Cette organ­i­sa­tion du livre en deux par­ties sem­ble obéir avec bon­heur au con­seil que don­nait Win­ston Churchill : “ The fur­ther you look back­ward, the fur­ther you see forward. ”

Tout cela est excel­lent et, répé­tons-le, exprimé dans une langue sim­ple, l’auteur renonçant au béné­fice de la clarté à utilis­er les sub­til­ités d’écriture dont son tal­ent a don­né des exem­ples dans de précé­dents ouvrages.

Même si ce livre, qui a 234 pages, en eut été un peu alour­di, j’aurais souhaité que fussent évo­qués explicite­ment – et parce qu’ils con­di­tion­nent de façon majeure notre avenir à tous – les prin­ci­paux prob­lèmes que les hommes poli­tiques et les médias nég­li­gent en faveur de prob­lèmes à court terme sou­vent de bien moin­dre impor­tance, par exem­ple : la diminu­tion des réserves d’hydrocarbures face à la mon­tée des besoins, notam­ment de la Chine, de l’Inde et de l’Afrique ; la pol­lu­tion dans ceux de ses effets qui sont irréversibles ; les trans­ports ; la démo­gra­phie ; l’eau ; les épidémies ; le relâche­ment des moeurs (con­sid­éré objec­tive­ment et non selon un a pri­ori moral) ; enfin les effets énormes sur le fonc­tion­nement même de la démoc­ra­tie du véri­ta­ble change­ment d’unité de longueur et d’unité de temps qu’a con­sti­tué l’évolution d’à peu près toutes les civil­i­sa­tions actuelles depuis un demi-siècle.

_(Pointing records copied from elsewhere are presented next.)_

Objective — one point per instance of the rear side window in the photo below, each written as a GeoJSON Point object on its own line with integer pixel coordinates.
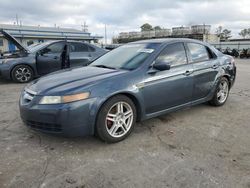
{"type": "Point", "coordinates": [198, 52]}
{"type": "Point", "coordinates": [174, 54]}
{"type": "Point", "coordinates": [78, 47]}
{"type": "Point", "coordinates": [55, 48]}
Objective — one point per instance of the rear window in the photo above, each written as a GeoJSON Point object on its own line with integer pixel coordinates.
{"type": "Point", "coordinates": [78, 47]}
{"type": "Point", "coordinates": [198, 52]}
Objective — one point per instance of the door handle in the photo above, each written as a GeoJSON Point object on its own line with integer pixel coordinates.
{"type": "Point", "coordinates": [215, 66]}
{"type": "Point", "coordinates": [188, 72]}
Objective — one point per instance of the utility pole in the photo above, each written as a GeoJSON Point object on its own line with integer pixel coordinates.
{"type": "Point", "coordinates": [105, 34]}
{"type": "Point", "coordinates": [84, 27]}
{"type": "Point", "coordinates": [17, 19]}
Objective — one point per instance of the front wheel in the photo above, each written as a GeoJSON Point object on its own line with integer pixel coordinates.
{"type": "Point", "coordinates": [116, 119]}
{"type": "Point", "coordinates": [22, 74]}
{"type": "Point", "coordinates": [221, 93]}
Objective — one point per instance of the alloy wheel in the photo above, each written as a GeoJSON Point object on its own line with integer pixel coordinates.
{"type": "Point", "coordinates": [119, 119]}
{"type": "Point", "coordinates": [222, 92]}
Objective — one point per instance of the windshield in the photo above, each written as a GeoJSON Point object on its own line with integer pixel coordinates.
{"type": "Point", "coordinates": [37, 47]}
{"type": "Point", "coordinates": [129, 56]}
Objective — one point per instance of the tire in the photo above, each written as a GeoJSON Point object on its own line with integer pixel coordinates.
{"type": "Point", "coordinates": [114, 125]}
{"type": "Point", "coordinates": [221, 93]}
{"type": "Point", "coordinates": [22, 74]}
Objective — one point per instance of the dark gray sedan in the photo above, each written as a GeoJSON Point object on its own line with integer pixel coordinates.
{"type": "Point", "coordinates": [133, 82]}
{"type": "Point", "coordinates": [27, 63]}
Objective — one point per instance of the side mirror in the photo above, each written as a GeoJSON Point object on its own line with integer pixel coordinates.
{"type": "Point", "coordinates": [161, 66]}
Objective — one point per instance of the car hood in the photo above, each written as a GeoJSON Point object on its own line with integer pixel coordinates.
{"type": "Point", "coordinates": [14, 41]}
{"type": "Point", "coordinates": [70, 81]}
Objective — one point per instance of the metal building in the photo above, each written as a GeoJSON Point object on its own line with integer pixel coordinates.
{"type": "Point", "coordinates": [200, 29]}
{"type": "Point", "coordinates": [180, 31]}
{"type": "Point", "coordinates": [28, 35]}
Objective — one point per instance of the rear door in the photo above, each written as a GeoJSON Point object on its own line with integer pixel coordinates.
{"type": "Point", "coordinates": [205, 66]}
{"type": "Point", "coordinates": [50, 58]}
{"type": "Point", "coordinates": [169, 88]}
{"type": "Point", "coordinates": [79, 54]}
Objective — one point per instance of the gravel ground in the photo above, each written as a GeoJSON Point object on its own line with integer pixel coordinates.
{"type": "Point", "coordinates": [202, 146]}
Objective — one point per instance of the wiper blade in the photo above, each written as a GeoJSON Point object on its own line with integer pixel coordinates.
{"type": "Point", "coordinates": [104, 66]}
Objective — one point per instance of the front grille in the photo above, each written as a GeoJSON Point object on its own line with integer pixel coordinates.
{"type": "Point", "coordinates": [44, 126]}
{"type": "Point", "coordinates": [28, 95]}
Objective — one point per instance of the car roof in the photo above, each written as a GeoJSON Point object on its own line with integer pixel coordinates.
{"type": "Point", "coordinates": [168, 40]}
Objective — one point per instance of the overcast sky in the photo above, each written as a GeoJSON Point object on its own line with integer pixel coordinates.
{"type": "Point", "coordinates": [127, 15]}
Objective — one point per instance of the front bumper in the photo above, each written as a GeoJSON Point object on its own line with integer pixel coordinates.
{"type": "Point", "coordinates": [71, 119]}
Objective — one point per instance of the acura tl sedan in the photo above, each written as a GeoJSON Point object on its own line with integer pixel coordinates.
{"type": "Point", "coordinates": [27, 63]}
{"type": "Point", "coordinates": [134, 82]}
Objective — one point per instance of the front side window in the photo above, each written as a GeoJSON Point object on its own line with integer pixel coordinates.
{"type": "Point", "coordinates": [55, 48]}
{"type": "Point", "coordinates": [78, 47]}
{"type": "Point", "coordinates": [128, 57]}
{"type": "Point", "coordinates": [198, 52]}
{"type": "Point", "coordinates": [173, 54]}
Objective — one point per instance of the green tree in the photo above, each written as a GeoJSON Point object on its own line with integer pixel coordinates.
{"type": "Point", "coordinates": [146, 27]}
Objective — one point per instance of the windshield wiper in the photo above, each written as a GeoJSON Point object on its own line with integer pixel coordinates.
{"type": "Point", "coordinates": [104, 66]}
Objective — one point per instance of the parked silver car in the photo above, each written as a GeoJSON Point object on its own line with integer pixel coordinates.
{"type": "Point", "coordinates": [26, 63]}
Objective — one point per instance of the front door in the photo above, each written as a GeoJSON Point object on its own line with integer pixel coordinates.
{"type": "Point", "coordinates": [79, 54]}
{"type": "Point", "coordinates": [169, 88]}
{"type": "Point", "coordinates": [49, 59]}
{"type": "Point", "coordinates": [205, 66]}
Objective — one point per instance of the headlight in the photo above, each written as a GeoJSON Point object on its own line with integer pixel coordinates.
{"type": "Point", "coordinates": [64, 99]}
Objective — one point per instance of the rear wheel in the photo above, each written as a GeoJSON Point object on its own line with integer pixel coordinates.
{"type": "Point", "coordinates": [116, 119]}
{"type": "Point", "coordinates": [221, 93]}
{"type": "Point", "coordinates": [22, 73]}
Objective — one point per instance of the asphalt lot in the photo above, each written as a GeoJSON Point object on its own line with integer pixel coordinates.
{"type": "Point", "coordinates": [203, 146]}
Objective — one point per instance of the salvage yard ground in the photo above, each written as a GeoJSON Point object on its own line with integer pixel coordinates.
{"type": "Point", "coordinates": [203, 146]}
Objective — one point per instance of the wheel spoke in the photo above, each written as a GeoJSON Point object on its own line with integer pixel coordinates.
{"type": "Point", "coordinates": [219, 94]}
{"type": "Point", "coordinates": [110, 119]}
{"type": "Point", "coordinates": [120, 114]}
{"type": "Point", "coordinates": [114, 129]}
{"type": "Point", "coordinates": [120, 107]}
{"type": "Point", "coordinates": [124, 126]}
{"type": "Point", "coordinates": [128, 114]}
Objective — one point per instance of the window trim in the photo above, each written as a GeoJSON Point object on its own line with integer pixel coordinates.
{"type": "Point", "coordinates": [81, 43]}
{"type": "Point", "coordinates": [190, 56]}
{"type": "Point", "coordinates": [172, 66]}
{"type": "Point", "coordinates": [53, 44]}
{"type": "Point", "coordinates": [2, 42]}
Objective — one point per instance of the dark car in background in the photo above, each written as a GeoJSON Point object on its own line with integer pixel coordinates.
{"type": "Point", "coordinates": [131, 83]}
{"type": "Point", "coordinates": [27, 63]}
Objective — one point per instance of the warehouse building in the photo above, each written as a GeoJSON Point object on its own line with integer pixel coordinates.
{"type": "Point", "coordinates": [28, 35]}
{"type": "Point", "coordinates": [199, 32]}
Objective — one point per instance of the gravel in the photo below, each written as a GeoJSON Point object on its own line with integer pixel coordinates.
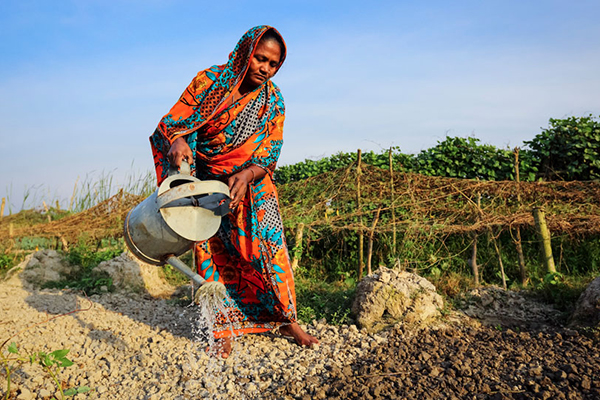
{"type": "Point", "coordinates": [137, 347]}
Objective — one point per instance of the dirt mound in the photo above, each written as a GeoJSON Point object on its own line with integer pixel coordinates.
{"type": "Point", "coordinates": [587, 309]}
{"type": "Point", "coordinates": [398, 295]}
{"type": "Point", "coordinates": [473, 363]}
{"type": "Point", "coordinates": [130, 345]}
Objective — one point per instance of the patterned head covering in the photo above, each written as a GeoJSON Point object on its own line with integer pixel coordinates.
{"type": "Point", "coordinates": [212, 86]}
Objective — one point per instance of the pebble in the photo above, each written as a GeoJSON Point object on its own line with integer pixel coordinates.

Le livre est très sere­in, même s’il traduit sou­vent des préoc­cu­pa­tions graves. Et un tel essai doit peut-être à la “ loi du genre ” de s’en tenir à une analyse assez froide. On peut se deman­der toute­fois si ce respect de la loi du genre s’imposait. En rai­son des con­nais­sances, des longues réflex­ions et du tal­ent de l’auteur, n’aurait-on pas aimé des opin­ions et des sug­ges­tions, même tranchées, sur des ques­tions comme les suivantes ?

Con­flit entre lib­erté indi­vidu­elle et lib­erté d’information ; mon­tée des cor­po­ratismes ; dis­tinc­tion, dans un État démoc­ra­tique, entre fonc­tions régali­ennes et fonc­tions de redis­tri­b­u­tion ; principe de pré­cau­tion ; con­cept flou, et par là même dan­gereux, de “ société civile ”, etc. ?

Et pour­tant, il est piquant de con­stater que l’une des pages les plus impor­tantes et les mieux venues du livre – la page 227 –, écrite, n’est-ce pas, par un ancien directeur du Monde, est un juge­ment con­cis et per­ti­nent sur la “ société d’information ”.

Mais il y a là, j’espère, la matière d’un nou­veau livre.

Après tout, ne sont pas si nom­breux ceux qui sont véri­ta­ble­ment aptes à for­muler des opin­ions dés­in­téressées et des sug­ges­tions pré­cis­es pou­vant, même mod­este­ment, même avec un cer­tain délai, peser favor­able­ment sur l’évolution du monde.